The tactics used by girls who bully are distorted versions of some normal mechanisms of social development. According to research done by Lagerspetz, Bjorqvist and Peltonen at the University of Miami, when girls bully they use things like alienation, ostracism, deliberate and calculated random exclusions and spreading of rumors to harass their peers.

Girls get other kids to gang up on one or more peers as a way of exerting control. Sometimes they entice other children to act out aggressively and sit back to watch the show. They form groups that pick and choose members at random and exclude others without real reason. They form alliances with other social groups in an effort to jockey for popularity and positions of power among peers. All too often the bullying tactics used by girls are brushed off as cruel but normal social interactions.

In Girls, Bullying Behaviors and Peer Relationships: The Double-Edged Sword of Exclusion and Rejection, Barbara Leckie explains how bullying by girls manifests itself and how it is handled by adults. Leckie went over numerous studies dating back as far as 1980 and identified the many different ways that girls bully. She also found that adults were slower to react to the bullying tactics used by girls.

Adults Can Be Slow to React to Girls Who Bully

If there is violence or physical acting out of any sort adults are quick to intervene and when necessary will punish offenders, but when the bullying takes on a less obvious form even adults don’t seem to know what to do. When girls bully it often goes unaddressed. Since adults don't always label the tactics used by girls as bullying kids who fall victim don’t know where to turn for help.

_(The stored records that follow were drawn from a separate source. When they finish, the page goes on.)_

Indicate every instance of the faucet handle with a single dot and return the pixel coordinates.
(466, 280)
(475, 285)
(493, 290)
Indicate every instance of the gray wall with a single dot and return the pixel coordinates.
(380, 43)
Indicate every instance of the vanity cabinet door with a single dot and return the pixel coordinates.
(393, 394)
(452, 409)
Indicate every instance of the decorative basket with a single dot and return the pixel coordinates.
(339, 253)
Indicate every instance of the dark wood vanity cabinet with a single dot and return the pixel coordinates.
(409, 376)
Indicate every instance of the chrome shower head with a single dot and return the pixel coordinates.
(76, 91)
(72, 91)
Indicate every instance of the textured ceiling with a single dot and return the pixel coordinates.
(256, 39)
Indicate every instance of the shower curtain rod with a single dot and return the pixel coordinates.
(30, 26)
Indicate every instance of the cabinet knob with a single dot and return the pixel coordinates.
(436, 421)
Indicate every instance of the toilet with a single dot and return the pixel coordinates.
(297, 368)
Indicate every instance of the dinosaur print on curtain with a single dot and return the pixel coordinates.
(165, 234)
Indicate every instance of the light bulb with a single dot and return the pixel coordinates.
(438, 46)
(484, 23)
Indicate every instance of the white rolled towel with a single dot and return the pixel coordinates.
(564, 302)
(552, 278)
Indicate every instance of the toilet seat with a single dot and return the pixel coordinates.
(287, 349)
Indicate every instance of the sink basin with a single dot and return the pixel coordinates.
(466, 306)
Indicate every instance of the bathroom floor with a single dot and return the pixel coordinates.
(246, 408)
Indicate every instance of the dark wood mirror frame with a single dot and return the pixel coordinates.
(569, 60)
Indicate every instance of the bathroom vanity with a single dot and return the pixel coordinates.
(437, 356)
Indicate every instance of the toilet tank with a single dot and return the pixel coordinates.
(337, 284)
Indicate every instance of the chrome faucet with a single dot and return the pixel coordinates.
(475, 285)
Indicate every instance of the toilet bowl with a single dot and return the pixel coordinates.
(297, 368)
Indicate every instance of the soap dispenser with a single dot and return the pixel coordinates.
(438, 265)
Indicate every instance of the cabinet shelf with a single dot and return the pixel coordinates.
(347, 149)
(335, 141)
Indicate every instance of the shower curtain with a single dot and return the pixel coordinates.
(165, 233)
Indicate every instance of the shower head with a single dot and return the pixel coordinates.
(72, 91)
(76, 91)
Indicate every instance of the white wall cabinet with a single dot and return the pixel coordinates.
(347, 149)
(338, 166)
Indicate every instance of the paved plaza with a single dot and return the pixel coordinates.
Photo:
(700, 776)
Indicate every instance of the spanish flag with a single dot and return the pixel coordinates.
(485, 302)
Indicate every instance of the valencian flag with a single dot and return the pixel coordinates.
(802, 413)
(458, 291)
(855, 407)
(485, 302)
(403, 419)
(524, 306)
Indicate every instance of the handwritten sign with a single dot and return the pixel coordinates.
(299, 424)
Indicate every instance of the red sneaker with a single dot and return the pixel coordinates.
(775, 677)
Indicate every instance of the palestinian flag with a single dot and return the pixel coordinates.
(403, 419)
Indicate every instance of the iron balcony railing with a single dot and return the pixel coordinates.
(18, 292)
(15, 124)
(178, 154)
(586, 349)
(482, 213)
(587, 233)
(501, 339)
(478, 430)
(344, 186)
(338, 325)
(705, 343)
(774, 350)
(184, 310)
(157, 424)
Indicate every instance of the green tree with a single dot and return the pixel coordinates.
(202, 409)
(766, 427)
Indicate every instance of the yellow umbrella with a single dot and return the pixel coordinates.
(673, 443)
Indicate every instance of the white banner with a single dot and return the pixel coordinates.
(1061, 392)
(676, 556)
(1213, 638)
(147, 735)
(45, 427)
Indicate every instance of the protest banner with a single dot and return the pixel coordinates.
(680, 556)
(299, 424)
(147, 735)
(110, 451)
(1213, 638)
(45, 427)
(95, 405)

The mindset still exists that not all kids can be friends and the social structure of the school system encourages the formation of groups and reinforces the idea of social hierarchies. This makes many adults slow to recognize things like exclusion and alienation as something sinister. These behaviors are often dismissed as an unfortunate part of the normal formation of peer groups.

While it is normal for girls and boys to form social groups and close bonds with certain people at the exclusion of others it becomes bullying when those groups make power plays over other groups or individuals. Having friends is one thing; having friends who work to make others feel that they are not good enough to be included is another. Playing the popularity game in a way that causes fear or inadequacy in others is a form of bullying and it is a common tactic used by girls.

Girls Bully in Packs

Sadly, good kids who know better go along with these types of popularity power games for fear of being singled out and cast out of the group. Since adults often treat this exclusionary behavior as mere social clashing kids who are caught in the middle are afraid to stand up to the bully. It seems easier to do nothing than it does to do the right thing.

Kids who quietly go along with a bully add to the bully's power by giving victims the illusion that the bully has peer support. The victim feels like everybody is against them, not just the bully. When adults do not address exclusionary behavior the same way they would address more traditional forms of bullying it worsens the problem. Kids who know better feel powerless to do the right thing when adults don’t react.

Girls who bully will pick on boys as well as other girls. They act out as consistently as boys who bully and pick their targets in much the same way. While girls have been known to get violent when they bully it is much more common for them to use emotional tactics.

How Girls Bully

Girls bully by using emotional violence. They do things that make others feel alienated and alone. Some of the tactics used by girls who bully include:

  • anonymous prank phone calls or harassing emails from dummy accounts
  • playing jokes or tricks designed to embarrass and humiliate
  • deliberate exclusion of other kids for no real reason
  • whispering in front of other kids with the intent to make them feel left out
  • name calling, rumor spreading and other malicious verbal interactions
  • being friends one week and then turning against a peer the next week with no incident or reason for the alienation
  • encouraging other kids to ignore or pick on a specific child
  • inciting others to act out violently or aggressively

Boys are not the only bullies, girls bully too. Being singled out, ridiculed, excluded, or alienated is a form of bullying. Being beaten up emotionally on a daily basis does damage to the victims. It is time that the problem was addressed for what it is, a gender difference in bullying but bullying none-the-less.